自動化による業務効率化が進む船内管理
株式会社スマリテが、2024年12月から2025年9月までの期間中、日本郵船と共同で、自社開発の「スマート販売機」を搭載した原油タンカーにおける業務の自動化を目指すトライアルを実施します。この取り組みは、従来手作業で行っていた船内のアルコール管理業務をデジタル化し、効率化を図ることが目的です。
トライアルの背景
外航海運の船員は交代制で勤務し、勤務時間内・外におけるアルコール摂取には厳しい制約があります。日本郵船は、この問題に対処するため、アルコール摂取量を厳格に管理するD&Aポリシーを定めています。しかし、これまでの手法では、担当者が希望者の確認や飲料の配布、消費記録の手作業による入力に長時間を費やしていました。人工的な管理作業が生じる中、業務の効率化は喫緊の課題となっていました。
トライアルの詳細
この試験運用に用いるのは、日本郵船が運航する原油タンカー「TOWA MARU」です。

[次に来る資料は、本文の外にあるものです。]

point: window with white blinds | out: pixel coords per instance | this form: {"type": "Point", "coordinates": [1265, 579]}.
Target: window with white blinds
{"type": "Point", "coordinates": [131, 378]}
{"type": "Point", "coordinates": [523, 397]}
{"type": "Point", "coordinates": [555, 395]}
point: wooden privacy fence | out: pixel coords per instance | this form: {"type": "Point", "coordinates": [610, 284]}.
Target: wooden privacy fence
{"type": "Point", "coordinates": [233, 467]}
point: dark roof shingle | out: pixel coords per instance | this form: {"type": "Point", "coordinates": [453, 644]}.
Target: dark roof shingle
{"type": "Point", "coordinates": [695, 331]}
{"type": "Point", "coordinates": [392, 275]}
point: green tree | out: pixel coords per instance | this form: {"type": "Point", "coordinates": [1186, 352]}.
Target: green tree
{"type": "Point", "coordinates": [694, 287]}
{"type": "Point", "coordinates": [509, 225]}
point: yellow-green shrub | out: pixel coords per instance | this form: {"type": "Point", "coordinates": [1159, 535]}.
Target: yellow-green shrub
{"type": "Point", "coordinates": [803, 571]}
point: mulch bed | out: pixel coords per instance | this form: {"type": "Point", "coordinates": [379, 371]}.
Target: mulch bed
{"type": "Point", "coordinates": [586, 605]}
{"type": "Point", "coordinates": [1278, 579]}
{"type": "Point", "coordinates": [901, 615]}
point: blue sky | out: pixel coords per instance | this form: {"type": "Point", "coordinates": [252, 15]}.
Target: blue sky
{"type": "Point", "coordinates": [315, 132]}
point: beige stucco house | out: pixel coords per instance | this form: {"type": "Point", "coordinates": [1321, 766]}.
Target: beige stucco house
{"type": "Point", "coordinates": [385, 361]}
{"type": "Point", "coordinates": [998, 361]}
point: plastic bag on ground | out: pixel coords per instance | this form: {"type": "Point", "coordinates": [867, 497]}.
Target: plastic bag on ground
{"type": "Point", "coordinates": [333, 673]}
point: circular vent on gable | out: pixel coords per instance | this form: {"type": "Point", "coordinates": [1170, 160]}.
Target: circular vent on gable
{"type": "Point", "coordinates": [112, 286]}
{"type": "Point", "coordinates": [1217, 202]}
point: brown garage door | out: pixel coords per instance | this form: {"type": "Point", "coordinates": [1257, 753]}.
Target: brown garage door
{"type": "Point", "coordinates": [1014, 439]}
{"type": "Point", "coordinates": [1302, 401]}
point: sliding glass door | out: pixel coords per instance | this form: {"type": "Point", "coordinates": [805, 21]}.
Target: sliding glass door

使用するシステムは、スマリテが設計した「スマート販売機」および「クラウド管理システム」で、重量センサーやAIカメラを使ったアルコール配布の管理が行われます。キャッシュレス決済にも対応しており、現金管理のリスクを排除する設計です。
効率化の具体例
トライアルを通じて、業務時間の約87%削減が見込まれています。具体的には、月に約7.5時間の作業が約1時間に短縮され、帳票整理も半減するとされています。これにより、ヒューマンエラーが抑制され、業務の透明性も向上します。また、遠隔からのデータ確認が可能となり、現場の負担軽減が期待されています。
フィードバック
実際にトライアル船の乗員からのフィードバックでは、アルコール管理にかける時間が大幅に減少し、より多くの時間を学習や休養に振り向けることができるようになったという声が聞かれました。このことは、乗員のモチベーション向上にも寄与しているようです。
今後の展開
日本郵船は、このトライアルの成功を受けて、他のVLCC船への追加導入を検討しています。また、さらなる展開として、貨物船やLNG船など他の船舶種類への導入、陸上の管理システムとのデータ連携も視野に入れています。これにより、海上業務のDX(デジタルトランスフォーメーション)を一層推進していく方針です。
株式会社スマリテのコメント
トライアルに関わった株式会社スマリテの事業統括マネージャー、福山英世氏は「私たちのIoT技術を海上の環境に適用する挑戦に成功できたことを誇りに思います。今後も現場のニーズに応じたシステム最適化を進めていきます。」と述べています。
おわりに
この革新的な取り組みは、船上での業務効率を飛躍的に向上させるだけでなく、乗員の働き方にも大きな影響を与える可能性を秘めています。日本郵船とスマリテが共に描く、未来の海上業務の姿に期待が高まります。